- Born: 26 February 2010 (age 16) Tashkent

Gymnastics career
- Discipline: Rhythmic gymnastics
- Country represented: Uzbekistan; (2024-present);
- Medal record
Representing Uzbekistan
Rhythmic gymnastics
| Event | 1st | 2nd | 3rd |
| FIG World Cup | 0 | 0 | 1 |
| Total | 0 | 0 | 1 |
Junior World Championships
| Bronze medal – third place | 2025 Sofia | Team |
Asian Junior Championships
| Gold medal – first place | 2024 Tashkent | Group All-Around |
| Gold medal – first place | 2024 Tashkent | 5 Hoops |
| Gold medal – first place | 2024 Tashkent | 10 Clubs |
| Gold medal – first place | 2025 Singapore | Group All-Around |
| Silver medal – second place | 2025 Singapore | 5 Hoops |
| Bronze medal – third place | 2025 Singapore | 10 Clubs |

= Yosina Djuraeva =

Uzbekistani rhythmic gymnast

Yosina Djuraeva (born 26 February 2010) is an Uzbek rhythmic gymnast.

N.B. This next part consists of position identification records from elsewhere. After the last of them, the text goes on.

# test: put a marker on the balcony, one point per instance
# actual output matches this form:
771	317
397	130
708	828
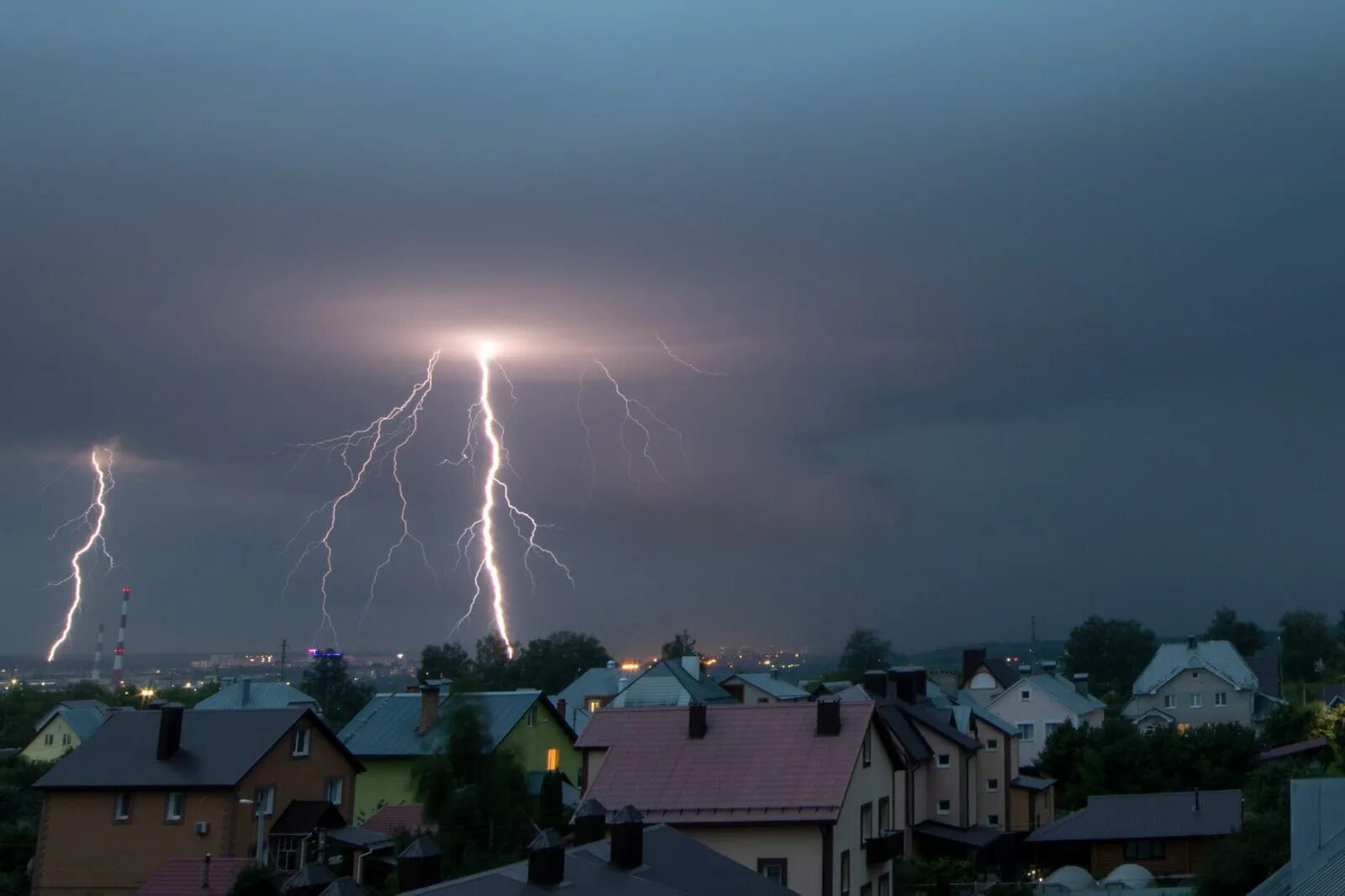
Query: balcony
885	846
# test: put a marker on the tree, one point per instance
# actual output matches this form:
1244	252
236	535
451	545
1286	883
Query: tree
1306	642
864	650
1111	653
330	683
681	645
1246	635
551	663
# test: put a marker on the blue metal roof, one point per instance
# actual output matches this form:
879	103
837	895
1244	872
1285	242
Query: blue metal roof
388	723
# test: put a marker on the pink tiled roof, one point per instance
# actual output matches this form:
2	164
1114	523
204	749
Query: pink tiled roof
389	820
757	763
183	878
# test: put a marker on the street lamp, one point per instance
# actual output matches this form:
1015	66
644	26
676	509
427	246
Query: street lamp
261	831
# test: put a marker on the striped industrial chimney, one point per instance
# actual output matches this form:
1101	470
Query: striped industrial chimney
121	642
98	656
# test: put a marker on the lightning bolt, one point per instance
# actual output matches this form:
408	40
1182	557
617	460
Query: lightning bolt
390	434
482	419
93	519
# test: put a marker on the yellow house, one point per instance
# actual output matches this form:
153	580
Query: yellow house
394	730
64	728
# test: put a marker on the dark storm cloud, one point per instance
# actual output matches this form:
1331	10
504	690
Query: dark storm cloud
1026	309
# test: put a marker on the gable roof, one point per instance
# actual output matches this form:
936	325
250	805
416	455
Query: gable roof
757	762
217	750
388	723
771	685
665	683
261	694
1219	656
1147	815
674	864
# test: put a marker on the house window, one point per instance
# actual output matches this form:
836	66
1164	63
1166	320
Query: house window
775	871
1142	849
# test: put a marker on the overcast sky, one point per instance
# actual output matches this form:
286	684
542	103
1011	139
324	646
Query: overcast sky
1024	308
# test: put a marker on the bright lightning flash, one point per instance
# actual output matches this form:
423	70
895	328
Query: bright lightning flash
92	519
389	435
483	414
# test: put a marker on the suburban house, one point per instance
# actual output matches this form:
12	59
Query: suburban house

She represents Uzbekistan in international competitions.

== Biography ==

=== Junior ===
In 2023 Djuraeva won gold with 5 hoops at the Youth Cup of Uzbekistan. In May of the following year she was selected to compete at the 2024 Asian Championships along Fatima El Sankari, Alana Khafizova, Milana Safina, Kristina Shin and Ravshana Shaabdurakhmanova, winning gold in the All-Around, with 5 hoops and with 5 clubs.

In March 2025 she won bronze overall and silver with 10 clubs at the Sofia International Cup. In early May silver in the All-Around and gold with 5 hoops at the Shining star tournament. Later she competed in the Asian Championships in Singapore, winning gold in the All-Around and in the two event finals. In late June Djuraeva was selected for the 3rd Junior World Championships in Sofia, winning bronze in teams along groupmates Alana Khafizova, Zamira Khvalcheva, Milana Safina, Kristina Shin, Jasmine Yakhlakova and individuals Viktoriya Nikiforova and Sofiya Usova.

=== Senior ===
Djuraeva became age-eligible for senior competitions in 2026, being included into the Uzbek national group. Debuting at the World Cupin Baku where she won bronze in the 5 balls final.